Proposals to introduce a winter car park charge in Hayling Island have been met with resistance from arcadians who fear it could hit their trade.
Amusements operators in Hayling Island have expressed concern that introducing off-peak car parking fees could damage their businesses.
Havant Borough Council said it is considering introducing off-peak fees across the eight popular Beachlands car parks on the resort’s seafront.
Although the car parks are currently free to use between 1 November and the end of February, the council’s head of neighbourhood support has recommended the charges be brought in to offset the sites’ annual maintenance costs.
But arcadians with sites close to the car parks said any such action would be “pointless” and “detrimental”.
Phillip Brombley, who has managed the Beachlands Café & Amusements for the past two years, warned that the introduction of the charges could do a lot of damage to the resort.

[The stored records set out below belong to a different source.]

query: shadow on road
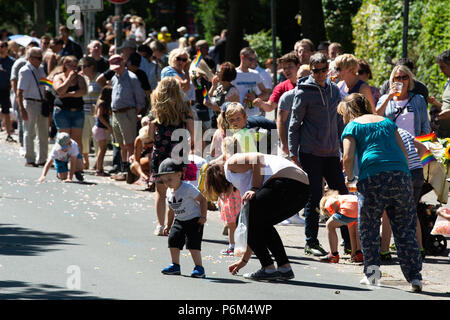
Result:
[0,224,75,256]
[0,280,102,300]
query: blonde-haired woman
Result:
[161,48,191,94]
[376,65,431,137]
[338,93,422,292]
[149,77,194,236]
[53,56,87,158]
[334,53,375,113]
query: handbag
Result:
[234,202,250,257]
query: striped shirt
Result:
[398,128,422,171]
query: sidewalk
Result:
[0,132,450,299]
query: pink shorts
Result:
[218,190,241,223]
[92,126,107,141]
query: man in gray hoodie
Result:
[288,53,350,256]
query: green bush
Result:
[244,30,281,67]
[352,0,450,97]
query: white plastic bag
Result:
[234,202,249,257]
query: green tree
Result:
[353,0,450,96]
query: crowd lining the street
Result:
[0,15,450,292]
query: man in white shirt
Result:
[17,48,48,167]
[232,47,267,117]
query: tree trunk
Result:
[299,0,327,47]
[225,0,245,66]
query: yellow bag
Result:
[197,163,218,202]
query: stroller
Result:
[417,183,447,256]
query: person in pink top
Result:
[253,52,300,112]
[320,190,363,263]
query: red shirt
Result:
[269,79,295,104]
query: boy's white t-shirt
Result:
[50,139,80,162]
[166,181,201,221]
[231,68,264,117]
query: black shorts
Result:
[0,95,11,114]
[169,218,204,250]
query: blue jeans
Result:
[299,152,350,248]
[358,171,422,282]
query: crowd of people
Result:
[0,15,450,291]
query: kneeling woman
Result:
[206,153,309,280]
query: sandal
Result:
[95,170,109,177]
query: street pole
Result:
[402,0,409,58]
[114,4,122,53]
[270,0,277,88]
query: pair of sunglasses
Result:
[311,67,328,73]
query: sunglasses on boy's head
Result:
[311,67,328,73]
[394,76,409,81]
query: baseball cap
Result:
[153,158,183,177]
[56,132,72,149]
[117,40,137,51]
[108,54,123,71]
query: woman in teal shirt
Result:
[338,93,422,292]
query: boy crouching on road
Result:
[38,132,84,182]
[156,158,208,278]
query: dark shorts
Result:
[0,95,11,114]
[169,218,204,250]
[53,106,84,130]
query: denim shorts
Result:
[332,213,358,225]
[53,106,84,130]
[55,159,69,173]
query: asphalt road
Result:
[0,139,442,301]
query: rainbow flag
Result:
[202,87,209,101]
[39,78,53,88]
[416,132,437,142]
[420,150,436,167]
[193,50,203,68]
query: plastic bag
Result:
[234,202,249,257]
[431,215,450,236]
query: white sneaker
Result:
[289,214,305,224]
[411,279,422,292]
[359,276,380,286]
[278,219,291,226]
[153,225,164,236]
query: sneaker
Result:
[220,247,234,256]
[350,252,364,263]
[161,263,181,275]
[278,269,295,280]
[153,225,164,236]
[191,266,206,278]
[75,171,84,182]
[320,252,339,263]
[411,279,422,292]
[380,251,392,261]
[244,268,281,281]
[305,243,328,257]
[359,276,380,286]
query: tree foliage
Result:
[352,0,450,96]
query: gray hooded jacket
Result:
[288,75,344,157]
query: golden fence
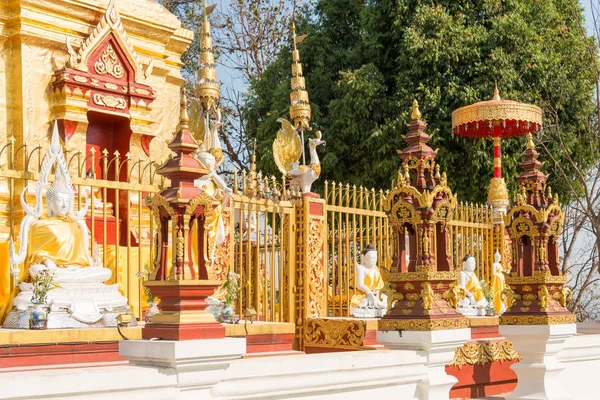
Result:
[228,171,296,322]
[0,142,498,322]
[448,203,496,282]
[325,182,393,317]
[0,140,163,321]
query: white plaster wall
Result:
[557,334,600,400]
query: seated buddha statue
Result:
[350,244,387,318]
[456,254,487,315]
[491,250,506,314]
[4,122,129,328]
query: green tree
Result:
[245,0,598,202]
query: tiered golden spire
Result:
[179,88,190,130]
[290,22,310,129]
[196,0,221,112]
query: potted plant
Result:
[221,271,240,324]
[29,270,60,329]
[137,264,160,323]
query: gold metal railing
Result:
[0,140,163,319]
[325,182,393,317]
[448,203,495,282]
[229,171,296,322]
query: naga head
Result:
[308,131,326,147]
[46,180,73,218]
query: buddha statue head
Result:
[494,249,502,264]
[198,151,217,171]
[361,243,377,268]
[463,254,476,272]
[46,180,73,218]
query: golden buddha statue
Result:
[4,125,129,328]
[350,244,387,318]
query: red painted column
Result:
[494,124,502,178]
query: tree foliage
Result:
[245,0,597,202]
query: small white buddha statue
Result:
[350,244,387,318]
[457,254,487,315]
[491,249,506,314]
[191,151,233,263]
[4,125,129,328]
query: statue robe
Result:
[190,180,225,278]
[465,272,485,302]
[25,218,90,270]
[491,272,506,314]
[350,266,385,308]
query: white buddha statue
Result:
[4,122,129,328]
[491,249,506,314]
[457,254,487,315]
[350,244,387,318]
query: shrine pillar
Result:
[295,193,328,349]
[377,100,471,399]
[499,135,576,399]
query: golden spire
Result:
[250,138,256,172]
[410,99,421,120]
[492,82,501,100]
[290,22,311,129]
[526,133,535,150]
[179,88,190,130]
[196,0,221,112]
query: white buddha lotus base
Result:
[377,328,471,400]
[500,324,576,400]
[2,308,137,329]
[350,307,387,318]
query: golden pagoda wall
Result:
[0,0,193,241]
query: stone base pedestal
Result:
[500,324,576,400]
[119,338,246,399]
[377,328,471,400]
[142,280,225,340]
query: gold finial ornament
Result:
[196,0,221,112]
[492,82,502,100]
[179,88,190,129]
[410,99,422,120]
[290,22,311,130]
[526,133,535,150]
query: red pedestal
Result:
[142,280,225,340]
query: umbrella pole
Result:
[494,124,502,178]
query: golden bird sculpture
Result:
[273,118,302,176]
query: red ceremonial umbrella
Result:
[452,87,542,206]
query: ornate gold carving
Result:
[381,286,404,312]
[304,318,366,348]
[446,340,521,369]
[94,43,125,79]
[379,317,469,331]
[421,282,434,310]
[306,212,326,317]
[390,271,459,282]
[185,192,214,221]
[553,286,573,308]
[93,93,127,110]
[538,285,550,311]
[502,285,521,310]
[404,293,419,301]
[506,271,567,285]
[452,97,542,129]
[67,0,151,83]
[488,178,508,204]
[500,314,575,325]
[442,282,467,308]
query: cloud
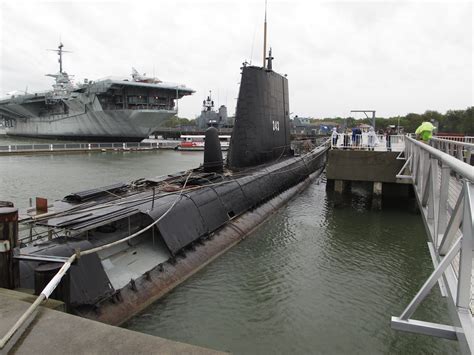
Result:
[0,0,472,118]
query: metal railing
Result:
[430,137,474,165]
[331,133,405,152]
[436,135,474,144]
[0,141,179,153]
[391,137,474,353]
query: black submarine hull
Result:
[78,147,327,325]
[13,54,329,325]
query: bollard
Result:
[0,202,20,289]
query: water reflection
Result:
[127,176,457,354]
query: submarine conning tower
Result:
[227,50,292,169]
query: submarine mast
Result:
[263,0,267,68]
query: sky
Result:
[0,0,474,118]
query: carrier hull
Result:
[6,110,176,142]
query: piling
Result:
[0,202,20,289]
[372,181,382,210]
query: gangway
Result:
[391,136,474,354]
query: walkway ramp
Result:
[391,137,474,354]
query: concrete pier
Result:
[0,291,222,355]
[326,149,409,210]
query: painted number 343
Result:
[272,121,280,131]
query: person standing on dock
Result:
[385,127,395,152]
[415,122,436,143]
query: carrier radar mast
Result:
[48,42,72,74]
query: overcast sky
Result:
[0,0,474,118]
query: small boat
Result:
[177,134,230,150]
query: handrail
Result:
[431,137,474,149]
[405,136,474,181]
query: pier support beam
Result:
[372,182,382,210]
[0,202,20,289]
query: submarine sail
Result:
[228,50,291,169]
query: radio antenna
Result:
[263,0,267,68]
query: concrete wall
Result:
[326,150,405,183]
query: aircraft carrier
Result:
[0,43,194,142]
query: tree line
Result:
[163,106,474,136]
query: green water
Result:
[0,147,458,354]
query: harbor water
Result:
[0,143,458,354]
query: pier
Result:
[0,289,222,355]
[327,135,474,353]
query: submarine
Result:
[0,50,329,325]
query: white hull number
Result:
[272,121,280,132]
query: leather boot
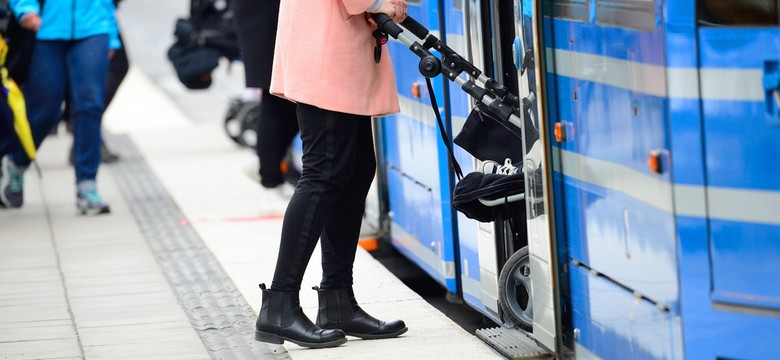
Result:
[313,286,407,339]
[255,284,347,348]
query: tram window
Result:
[596,0,655,30]
[697,0,780,26]
[543,0,590,21]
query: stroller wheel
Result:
[498,246,534,331]
[238,104,260,149]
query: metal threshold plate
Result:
[476,327,552,360]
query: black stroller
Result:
[373,14,544,330]
[168,0,241,90]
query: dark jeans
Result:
[255,93,298,188]
[12,35,108,183]
[271,104,376,292]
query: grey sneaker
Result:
[76,190,111,216]
[0,155,24,208]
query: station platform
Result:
[0,0,503,359]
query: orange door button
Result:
[647,150,664,174]
[412,83,422,99]
[553,121,566,142]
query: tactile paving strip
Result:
[111,136,290,359]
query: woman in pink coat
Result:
[255,0,414,348]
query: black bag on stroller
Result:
[373,14,539,222]
[452,172,525,222]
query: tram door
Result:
[512,0,560,351]
[698,0,780,314]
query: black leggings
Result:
[255,92,298,188]
[271,104,376,292]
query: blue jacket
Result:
[10,0,122,49]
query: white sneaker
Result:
[243,160,260,184]
[482,158,520,175]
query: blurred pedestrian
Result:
[255,0,407,348]
[0,0,120,215]
[62,0,130,165]
[232,0,298,193]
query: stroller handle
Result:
[371,13,430,39]
[371,13,404,39]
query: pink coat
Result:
[271,0,400,116]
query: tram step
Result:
[476,327,553,360]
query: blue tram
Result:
[368,0,780,359]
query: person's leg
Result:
[67,35,110,214]
[11,40,67,167]
[271,104,369,292]
[97,33,130,164]
[104,33,130,109]
[310,121,407,339]
[0,41,66,207]
[320,120,376,290]
[257,94,298,188]
[255,104,367,347]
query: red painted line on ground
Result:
[179,214,284,225]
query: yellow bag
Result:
[0,35,35,160]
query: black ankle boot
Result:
[313,286,407,339]
[255,284,347,348]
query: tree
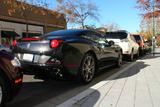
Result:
[103,23,120,32]
[137,0,160,19]
[56,0,99,28]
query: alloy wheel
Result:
[117,52,123,67]
[82,55,95,83]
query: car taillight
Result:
[50,39,63,48]
[13,40,17,46]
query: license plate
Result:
[23,54,33,62]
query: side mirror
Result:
[108,41,115,46]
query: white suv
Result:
[105,31,139,61]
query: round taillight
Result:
[13,40,17,46]
[50,40,59,48]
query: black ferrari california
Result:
[13,29,122,83]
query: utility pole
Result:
[152,0,155,55]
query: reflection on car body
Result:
[13,29,122,83]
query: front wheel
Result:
[78,54,95,84]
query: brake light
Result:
[13,40,17,46]
[50,39,63,48]
[14,78,22,84]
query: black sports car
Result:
[13,30,122,83]
[0,51,23,107]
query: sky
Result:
[49,0,141,33]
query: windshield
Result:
[106,32,127,39]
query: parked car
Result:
[105,31,139,61]
[13,29,122,83]
[0,51,23,107]
[132,34,147,55]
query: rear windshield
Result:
[45,30,82,37]
[133,35,141,42]
[106,32,127,39]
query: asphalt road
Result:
[7,62,131,107]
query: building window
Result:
[1,31,19,47]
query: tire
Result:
[136,49,140,59]
[78,53,96,84]
[129,50,134,62]
[116,51,123,67]
[0,77,9,107]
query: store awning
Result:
[22,32,42,38]
[1,31,19,38]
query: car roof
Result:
[46,29,95,35]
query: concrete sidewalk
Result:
[58,50,160,107]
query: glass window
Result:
[81,32,105,43]
[106,32,127,39]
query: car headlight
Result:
[11,57,21,67]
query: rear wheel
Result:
[0,77,9,107]
[78,54,95,83]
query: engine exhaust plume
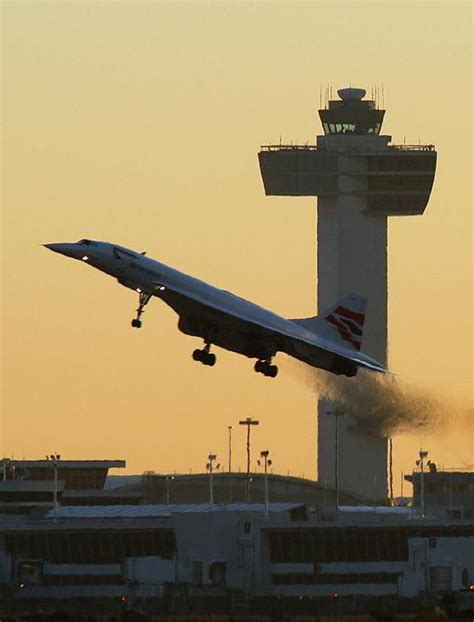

He told The News:“We lose money in the winter already, so putting people off coming here with parking costs could have a detrimental effect on our business.
“Not only that, but I know lots of people come to Hayling during the winter to deliberately avoid peak summer costs – they will be hit too.
“Sometimes I wonder if the council is trying to frighten holidaymakers off the island.”
Marshall Hill,co-owner and director of the adjacent Funland amusement park, also dismissed the proposal.
He commented: “This would be pointless. I suspect it would cost the council more to collect the money from the machines than it would make with the charges anyway.
“We currently give our visitors free parking throughout the winter and we will continue to.”
While no final decision has been made yet, a spokesperson for Havant Borough Council said: “We need to assess the demand for parking at Beachlands during the winter months and will be carrying out survey work to gather this information.
“Once that is done we will use that data to inform any recommendation made on off-peak charges in the area.”
The council has already come under fire this year for inadvertently revealing that it had set its parking wardens targets running into the thousands of pounds for issuing parking tickets.
In a section of its publically available 2017/18 budget findings pack, it stated:“There were also legal issues with the option of replacing officers (who were set targets of £25,000 income to cover their costs) with cameras.”
Although the council denied setting any targets for its enforcement officers, its report also suggested increasing borough parking enforcement hours.